Chez des personnes non diabétiques et chez des diabétiques de type 1 volontaires, on a injecté de l’insuline, puis suivi les variations de la glycémie et de la glucagonémie durant 120 minutes.


> À partir des informations extraites du document, indiquer si le fonctionnement des cellules α des îlots de Langerhans est normal chez les diabétiques de type 1.

Comprendre le sujet

  • Il s’agit d’établir que chez les individus atteints de diabète de type 1, si les cellules sécrétrices d’insuline sont non fonctionnelles dans le diabète I, les cellules sécrétrices de glucagon ont également un fonctionnement anormal. Il faut absolument se laisser guider par l’analyse des documents.
  • Relever la contradiction entre l’hyperglycémie à jeun chez les diabétiques et la concentration en glucagon, hormone pourtant hyperglycémiante, identique chez eux à celle des individus non diabétiques.
  • Noter les effets identiques sur la glycémie, dans un premier temps, de l’injection d’insuline chez les individus non diabétiques et diabétiques, mais que la sortie de l’hypoglycémie est retardée chez les diabétiques.
  • Conclure en soulignant que, chez les diabétiques de type 1, les cellules sécrétrices de glucagon ont un fonctionnement anormal.

Mobiliser ses connaissances

  • La régulation de la glycémie repose notamment sur les hormones pancréatiques : insuline et glucagon.
  • Le diabète de type 1 résulte de la perturbation de la régulation de la glycémie provoquée par l’arrêt ou l’insuffisance d’une production pancréatique d’insuline.
  • L’absence ou l’insuffisance de l’insuline est due à une destruction auto-immune des cellules β des îlots de Langerhans.
Corrigé
  • À jeun, la glycémie des diabétiques est supérieure à 150 mg/100 mL alors que celle des non diabétiques est voisine de 90 mg/100 mL.
  • Chez les deux groupes, l’injection d’insuline a eu pour effet d’abaisser la glycémie.

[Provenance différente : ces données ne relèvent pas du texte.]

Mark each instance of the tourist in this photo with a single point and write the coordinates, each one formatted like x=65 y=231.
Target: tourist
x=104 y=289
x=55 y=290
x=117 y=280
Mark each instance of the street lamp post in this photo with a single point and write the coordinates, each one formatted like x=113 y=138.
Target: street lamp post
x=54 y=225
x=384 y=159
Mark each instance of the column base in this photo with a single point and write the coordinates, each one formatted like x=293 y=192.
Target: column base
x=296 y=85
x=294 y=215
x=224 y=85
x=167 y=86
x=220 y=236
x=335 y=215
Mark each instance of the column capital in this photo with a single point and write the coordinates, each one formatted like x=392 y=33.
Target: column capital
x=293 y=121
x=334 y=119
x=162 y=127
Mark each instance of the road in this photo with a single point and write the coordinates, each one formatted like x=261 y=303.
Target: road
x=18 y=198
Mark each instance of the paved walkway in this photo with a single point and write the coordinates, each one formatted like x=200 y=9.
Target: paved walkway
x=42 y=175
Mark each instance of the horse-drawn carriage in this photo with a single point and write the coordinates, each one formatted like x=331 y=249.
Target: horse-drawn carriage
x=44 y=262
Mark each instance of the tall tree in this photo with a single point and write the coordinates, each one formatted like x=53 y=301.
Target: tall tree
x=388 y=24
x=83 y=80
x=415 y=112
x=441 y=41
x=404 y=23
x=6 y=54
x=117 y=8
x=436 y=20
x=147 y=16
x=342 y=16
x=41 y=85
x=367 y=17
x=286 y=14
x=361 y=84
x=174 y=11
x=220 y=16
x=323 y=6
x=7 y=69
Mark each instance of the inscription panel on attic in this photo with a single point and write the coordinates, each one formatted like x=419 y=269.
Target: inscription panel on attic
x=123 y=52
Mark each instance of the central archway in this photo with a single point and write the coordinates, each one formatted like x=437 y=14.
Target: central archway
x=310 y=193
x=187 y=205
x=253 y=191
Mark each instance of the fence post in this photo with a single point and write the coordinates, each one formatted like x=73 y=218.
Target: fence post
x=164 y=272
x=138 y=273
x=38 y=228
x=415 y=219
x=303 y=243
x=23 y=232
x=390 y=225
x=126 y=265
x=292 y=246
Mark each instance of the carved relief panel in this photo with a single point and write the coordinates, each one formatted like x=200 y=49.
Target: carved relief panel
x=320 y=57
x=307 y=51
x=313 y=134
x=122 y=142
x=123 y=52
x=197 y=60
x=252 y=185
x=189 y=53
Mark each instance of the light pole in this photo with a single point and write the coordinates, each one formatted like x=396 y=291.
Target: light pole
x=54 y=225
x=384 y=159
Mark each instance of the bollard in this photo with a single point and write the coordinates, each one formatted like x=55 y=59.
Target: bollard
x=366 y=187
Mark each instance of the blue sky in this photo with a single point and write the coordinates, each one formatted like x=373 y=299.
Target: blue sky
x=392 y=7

Cela démontre que les organes des diabétiques répondent de la même façon que ceux des non diabétiques à l’insuline. Il n’y a pas d’insulinorésistance chez ces diabétiques de type 1.
  • On constate que la glycémie atteint une valeur plus basse chez les diabétiques, et surtout que l’augmentation de la glycémie suite à sa baisse est à peine amorcée à 120 minutes chez les diabétiques, alors qu’elle est nette chez les témoins. Cela signifie que le système de régulation des diabétiques contre l’hypoglycémie présente des anomalies par rapport aux témoins.
  • On constate que, malgré la glycémie élevée des diabétiques à jeun, leur glucagonémie est la même que chez les témoins. Cela traduit déjà une anomalie dans la sécrétion du glucagon en fonction de la glycémie. Surtout, alors que la glucagonémie des témoins augmente beaucoup suite à l’hypoglycémie, celle des diabétiques a plutôt tendance à baisser. Cela signifie que les cellules α sécrétrices de glucagon, normalement stimulées par les faibles valeurs de l’hypoglycémie, ne le sont pas chez les diabétiques de type 1.
  • Chez les diabétiques de type 1, il y a non seulement arrêt de la sécrétion d’insuline par destruction des cellules β, mais aussi des anomalies dans le comportement des cellules α vis-à-vis de la glycémie.
  • L’absence de réponse des cellules α à la baisse de la glycémie chez les diabétiques explique les dangers de l’hypoglycémie chez eux, car le glucagon est une hormone hyperglycémiante.